If losing a $27 billion property empire wasn’t bad enough, Rene Benko is now in criminal crosshairs.
Austrian authorities charged the Signa Holding tycoon with insolvency fraud, Bloomberg reported. Benko has been in detention for six months, but these are believed to be the first criminal charges that will drag Benko into a courtroom.
Prosecutors allege Benko funneled assets away from creditors. He’s accused of making unwarranted pre-payments on a home rental contract and offering gifts while in financial distress in an effort to hide more than $750,000 from creditors.
Authorities have been investigating Benko for fraud, embezzlement, fraudulent insolvency — essentially Austria’s version of bankruptcy — and more. Benko denies wrongdoing.
Benko’s holding company filed for insolvency towards the end of 2023, plunging a property portfolio once valued as high as $30 billion into chaos. Signa’s major holdings have included stakes in large European department stores and the Chrysler Building in Manhattan, which Benko bought in partnership with Aby Rosen’s RFR Holding in 2019.

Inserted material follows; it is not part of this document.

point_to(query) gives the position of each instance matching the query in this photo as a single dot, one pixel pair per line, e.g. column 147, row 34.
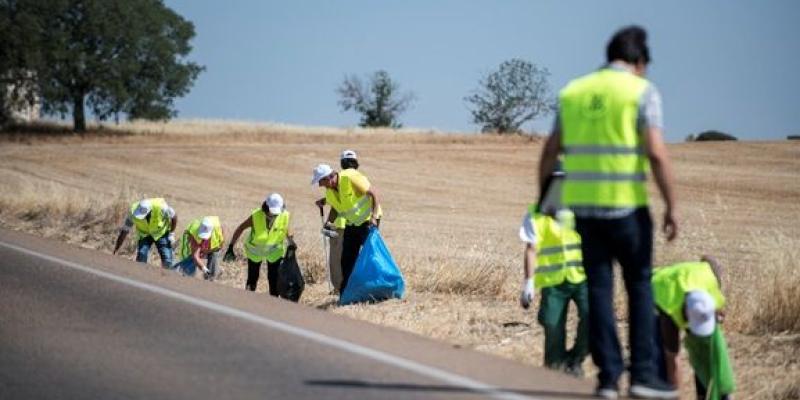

By the end of the same month of the insolvency filing, an Austrian court was pressing for the sale of Signa’s stake in the Chrysler Building. Despite the order, it’s unclear if Signa has unloaded its stake in the property, which has a famously complicated ownership structure.
Those with large exposure to Signa include Swiss bank Julius Baer, which had roughly $690 million lent to Signa at the time of the insolvency filing, and Austrian bank Raiffeisen Bank International, exposed to the tune of $830 million.
Dozens of creditors submitted claims for more than $1.2 billion in the immediate weeks after the insolvency.
Legal troubles are nothing new for Benko. In 2012, he received a tax fraud conviction after allegedly trying to bribe Italian officials. Two years ago, Benko was acquitted on bribery charges in his native Austria.